La crisis energética que azota a Cuba alcanzó un punto de ebullición social este fin de semana cuando un grupo de manifestantes asaltó y saqueó una oficina local del Partido Comunista en la provincia de Holguín. El incidente, capturado en videos que se viralizaron en redes sociales, muestra a ciudadanos frustrados ingresando por la fuerza al edificio partidista, rompiendo mobiliario y expresando su enojo ante la escasez crónica de electricidad que paraliza la vida diaria en la isla. Este evento marca uno de los desafíos más directos y simbólicos a la autoridad del gobierno en los últimos años, evidenciando el profundo malestar popular tras meses de apagones prolongados que pueden durar hasta 18 horas al día en algunas regiones.
El contexto de esta explosión social es una crisis económica multifacética, considerada por muchos analistas como la peor en décadas. Cuba enfrenta una severa escasez de combustible, una infraestructura eléctrica obsoleta y en mal estado, y el impacto de las sanciones económicas estadounidenses, todo ello agravado por la pandemia de COVID-19 y la disminución del apoyo de aliados clave como Venezuela. El sistema eléctrico nacional, dependiente de termoeléctricas envejecidas y del suministro de petróleo foráneo, ha colapsado repetidamente. El gobierno ha implementado un estricto racionamiento, pero los cortes programados a menudo se exceden, dejando a hogares, hospitales y pequeñas empresas en la oscuridad y el calor sofocante del verano caribeño, con temperaturas que superan los 35 grados Celsius.
Datos oficiales y reportes independientes pintan un cuadro desolador. Según la Unión Eléctrica de Cuba (UNE), el déficit de generación ha superado en ocasiones el 30% de la demanda máxima. Esto se traduce en apagones rotativos que afectan a millones. La economía, ya contraída, sufre pérdidas millonarias. Pequeños negocios, vitales tras la apertura del sector privado, cierran sus puertas. La producción agrícola y la cadena de frío se ven comprometidas, exacerbando la escasez de alimentos. En declaraciones a medios oficiales, el presidente Miguel Díaz-Canel ha reconocido la gravedad de la situación, atribuyéndola a "fallas técnicas", "limitaciones de combustible" y al "bloqueo económico" de Estados Unidos. "Estamos trabajando sin descanso para normalizar el servicio", afirmó en un reciente discurso televisado, pidiendo "comprensión y resistencia" al pueblo.
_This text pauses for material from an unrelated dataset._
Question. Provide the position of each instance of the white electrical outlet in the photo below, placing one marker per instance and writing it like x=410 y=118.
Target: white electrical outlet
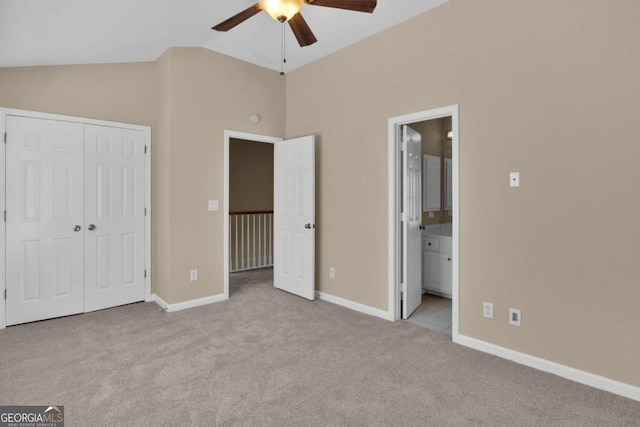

Sin embargo, las declaraciones oficiales contrastan con la rabia en las calles. En los videos del incidente en Holguín, se escucha a los manifestantes gritar consignas como "¡Se acabó la paciencia!" y "¡Queremos luz!". Testigos citados por medios independientes como el 'Diario de Cuba' describen una protesta espontánea que creció rápidamente, reflejando un sentimiento generalizado de desesperación. Aunque las fuerzas de seguridad llegaron posteriormente para dispersar la concentración, la imagen de una sede partidista violentada es potente en un país donde el Partido Comunista mantiene el monopolio del poder político. Este evento recuerda a las protestas masivas del 11 de julio de 2021, las más grandes en décadas, que también fueron impulsadas por la crisis económica y sanitaria, y que llevaron a una fuerte represión y cientos de detenciones.
El impacto de este nuevo episodio es significativo a nivel político y social. Socava la narrativa oficial de unidad y resistencia, mostrando fracturas en el tejido social. Para el gobierno, representa un serio desafío de gobernabilidad en un momento de extrema vulnerabilidad. Internacionalmente, pone de relieve el fracaso de las políticas económicas y la urgente necesidad de reformas estructurales. Organizaciones de derechos humanos han llamado a la moderación y al diálogo. La respuesta oficial hasta ahora ha sido una combinación de promesas de soluciones técnicas y un llamado al orden, sin anunciar cambios de política sustanciales. La comunidad cubana en el exterior sigue con preocupación, mientras el acceso a internet, aunque intermitente, permite que estas imágenes de protesta traspasen fronteras.
En conclusión, el asalto a la oficina del Partido Comunista en Holguín es un síntoma dramático de una crisis humanitaria y de infraestructura que se profundiza. Más allá del acto de vandalismo, es un grito de auxilio de una población exhausta por las privaciones. La incapacidad del Estado para garantizar un servicio básico como la electricidad está erosionando su legitimidad y probando los límites de la paciencia ciudadana. Sin una inyección masiva de inversión en energía renovable, una modernización urgente de la red y, posiblemente, una flexibilización geopolítica que permita el acceso a financiamiento y combustible, Cuba se encamina hacia un período de mayor inestabilidad. La luz al final del túnel, literal y metafóricamente, parece aún muy lejana para los once millones de cubanos que esperan una solución duradera a sus padecimientos diarios.